Ohio State lecturer Dr. Sri Thakkilapati always wanted to attend the Michigan Womyn's Music Festival, a week of performances, workshops and community activities - by women, for women - in the Midwestern woodlands.

Ohio State lecturer Dr. Sri Thakkilapati always wanted to attend the Michigan Womyn's Music Festival, a week of performances, workshops and community activities - by women, for women - in the Midwestern woodlands.

"It had been going on for decades, so I had the feeling like, 'It's always gonna be there, I can just go whenever,'" Thakkilapati said.

But after 40 years of operation, the fest came to an end in 2015 amid controversy. Advocacy groups criticized the festival's focus on "women-born" attendees and contended the event was not fully inclusive of transgender women.

For Thakkilapati, the Columbus-based FemFest, which welcomes "diverse identities and gender expressions," builds on the work started by the Michigan festival but also pushes forward with a more progressive approach.

"I see it as the next wave of feminist organizing that's more inclusive, that's more intersectional [and] that actively includes trans people," she said.

"FemFest, in particular, would like to create a space for more marginalized voices - women of color, trans persons, non-binary folks," said Co-organizer Leigh Derouen. Because admission is free, people of all income levels can enjoy the performances, workshops, exhibitions, films and other activities that will take place at the festival, now in its third year, throughout the city over two weekends, August 12-14 and 19-21. Any donations received will benefit the Buckeye Region Anti-Violence Organization (BRAVO).
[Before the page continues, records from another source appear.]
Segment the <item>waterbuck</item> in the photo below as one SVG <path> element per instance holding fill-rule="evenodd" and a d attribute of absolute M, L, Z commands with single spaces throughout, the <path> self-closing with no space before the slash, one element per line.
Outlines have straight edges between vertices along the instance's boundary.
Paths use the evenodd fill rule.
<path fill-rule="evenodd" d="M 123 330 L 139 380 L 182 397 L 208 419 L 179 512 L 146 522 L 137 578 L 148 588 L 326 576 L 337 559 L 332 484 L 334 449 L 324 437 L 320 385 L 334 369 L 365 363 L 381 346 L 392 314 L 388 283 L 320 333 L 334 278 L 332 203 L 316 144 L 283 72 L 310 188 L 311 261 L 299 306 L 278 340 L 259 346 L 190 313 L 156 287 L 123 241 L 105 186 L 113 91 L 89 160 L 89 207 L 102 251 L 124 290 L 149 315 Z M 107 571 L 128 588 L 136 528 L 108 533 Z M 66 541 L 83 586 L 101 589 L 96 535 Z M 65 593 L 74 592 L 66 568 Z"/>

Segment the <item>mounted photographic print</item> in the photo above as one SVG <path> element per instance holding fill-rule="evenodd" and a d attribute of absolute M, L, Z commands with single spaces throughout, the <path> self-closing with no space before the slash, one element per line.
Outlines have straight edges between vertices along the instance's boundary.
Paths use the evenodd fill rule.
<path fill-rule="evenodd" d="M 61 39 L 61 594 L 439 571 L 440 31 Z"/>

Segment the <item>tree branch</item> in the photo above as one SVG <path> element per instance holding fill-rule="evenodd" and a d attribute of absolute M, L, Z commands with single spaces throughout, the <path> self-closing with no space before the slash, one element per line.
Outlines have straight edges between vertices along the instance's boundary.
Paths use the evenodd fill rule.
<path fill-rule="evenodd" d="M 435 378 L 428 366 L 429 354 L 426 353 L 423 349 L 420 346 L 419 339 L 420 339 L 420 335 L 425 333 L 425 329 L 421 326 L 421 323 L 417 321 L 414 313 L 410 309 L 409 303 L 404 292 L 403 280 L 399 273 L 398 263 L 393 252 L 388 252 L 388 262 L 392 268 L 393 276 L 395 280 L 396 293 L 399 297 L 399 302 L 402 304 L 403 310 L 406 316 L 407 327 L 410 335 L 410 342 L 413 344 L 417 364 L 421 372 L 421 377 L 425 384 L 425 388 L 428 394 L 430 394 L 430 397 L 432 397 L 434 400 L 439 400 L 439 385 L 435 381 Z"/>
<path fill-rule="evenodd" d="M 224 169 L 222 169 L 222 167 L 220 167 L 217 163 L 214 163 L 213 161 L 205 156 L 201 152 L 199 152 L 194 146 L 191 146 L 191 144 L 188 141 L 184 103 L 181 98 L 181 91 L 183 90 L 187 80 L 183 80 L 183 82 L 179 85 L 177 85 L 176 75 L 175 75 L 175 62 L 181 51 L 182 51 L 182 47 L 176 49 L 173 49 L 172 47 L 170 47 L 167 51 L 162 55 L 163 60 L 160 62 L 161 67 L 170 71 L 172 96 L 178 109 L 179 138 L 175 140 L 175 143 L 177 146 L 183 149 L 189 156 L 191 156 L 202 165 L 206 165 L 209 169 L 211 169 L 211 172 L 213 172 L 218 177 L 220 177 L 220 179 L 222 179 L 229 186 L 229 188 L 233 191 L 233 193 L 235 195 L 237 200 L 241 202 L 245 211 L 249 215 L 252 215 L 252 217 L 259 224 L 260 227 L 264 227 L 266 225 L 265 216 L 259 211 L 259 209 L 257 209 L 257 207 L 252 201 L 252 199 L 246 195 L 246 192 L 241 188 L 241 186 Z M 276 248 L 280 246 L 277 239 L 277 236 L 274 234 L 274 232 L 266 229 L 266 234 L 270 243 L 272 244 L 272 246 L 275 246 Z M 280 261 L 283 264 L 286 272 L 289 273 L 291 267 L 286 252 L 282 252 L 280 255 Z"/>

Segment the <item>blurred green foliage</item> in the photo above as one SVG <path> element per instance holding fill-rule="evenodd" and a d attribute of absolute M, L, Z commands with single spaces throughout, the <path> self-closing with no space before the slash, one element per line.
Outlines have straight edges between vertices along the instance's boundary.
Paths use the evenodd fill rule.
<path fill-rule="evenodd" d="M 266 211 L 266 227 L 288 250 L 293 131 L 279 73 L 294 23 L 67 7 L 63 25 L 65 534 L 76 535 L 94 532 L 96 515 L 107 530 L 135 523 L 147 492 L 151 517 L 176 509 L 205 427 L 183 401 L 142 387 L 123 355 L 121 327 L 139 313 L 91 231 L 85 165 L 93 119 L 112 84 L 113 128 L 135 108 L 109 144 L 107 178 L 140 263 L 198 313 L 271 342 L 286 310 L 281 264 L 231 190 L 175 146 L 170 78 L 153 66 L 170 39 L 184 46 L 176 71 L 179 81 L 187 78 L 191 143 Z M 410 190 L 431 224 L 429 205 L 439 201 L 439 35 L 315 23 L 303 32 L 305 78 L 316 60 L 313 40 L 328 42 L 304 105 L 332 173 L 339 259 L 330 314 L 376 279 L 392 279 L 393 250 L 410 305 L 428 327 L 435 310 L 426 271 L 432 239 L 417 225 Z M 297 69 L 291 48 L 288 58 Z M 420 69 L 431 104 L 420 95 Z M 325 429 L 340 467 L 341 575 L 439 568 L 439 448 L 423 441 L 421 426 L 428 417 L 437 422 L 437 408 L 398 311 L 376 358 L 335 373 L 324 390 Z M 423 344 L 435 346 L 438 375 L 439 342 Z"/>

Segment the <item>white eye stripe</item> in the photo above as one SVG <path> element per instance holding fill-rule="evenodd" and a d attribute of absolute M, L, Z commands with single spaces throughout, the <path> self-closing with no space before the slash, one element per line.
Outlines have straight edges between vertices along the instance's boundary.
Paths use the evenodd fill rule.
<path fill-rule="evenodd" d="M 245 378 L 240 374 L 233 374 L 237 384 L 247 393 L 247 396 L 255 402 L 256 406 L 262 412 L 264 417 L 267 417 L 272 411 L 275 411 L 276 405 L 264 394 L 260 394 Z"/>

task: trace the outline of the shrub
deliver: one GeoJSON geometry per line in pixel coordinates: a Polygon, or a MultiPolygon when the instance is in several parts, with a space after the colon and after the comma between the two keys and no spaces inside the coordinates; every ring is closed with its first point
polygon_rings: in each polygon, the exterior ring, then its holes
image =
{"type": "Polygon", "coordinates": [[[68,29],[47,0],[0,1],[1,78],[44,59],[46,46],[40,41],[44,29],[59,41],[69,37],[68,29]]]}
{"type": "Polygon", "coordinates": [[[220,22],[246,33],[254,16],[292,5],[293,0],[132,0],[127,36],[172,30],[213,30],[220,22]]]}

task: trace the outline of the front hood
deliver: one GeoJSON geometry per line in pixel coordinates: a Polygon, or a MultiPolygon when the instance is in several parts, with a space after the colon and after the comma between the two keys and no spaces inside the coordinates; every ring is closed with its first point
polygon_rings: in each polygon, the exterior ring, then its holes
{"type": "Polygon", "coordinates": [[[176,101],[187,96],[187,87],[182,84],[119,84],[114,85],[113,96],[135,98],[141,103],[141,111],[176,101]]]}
Having had a positive experience in Thakkilapati's sociology class, Derouen invited her former professor to teach a FemFest workshop.

"She just has a really great way of bringing everybody into the fold," Derouen said. "She can always explain things in terms that everyone - of every level of understanding - can grasp. And I thought that would be a really nice quality for somebody doing a FemFest workshop … since they're open to everyone."

Thakkilapati's workshop, "Beyond Abortion: Reproductive Rights in the Age of the Orange Alert," will take place on Saturday, August 13 at Kafe Kerouac.

"When we talk about reproductive rights, it's usually about women having the right to have an abortion," Thakkilapati said. "But, in fact, reproductive rights are so much broader than that." She has researched the role of race, class and population control in reproductive rights, policy and discourse from the 19th century to present day.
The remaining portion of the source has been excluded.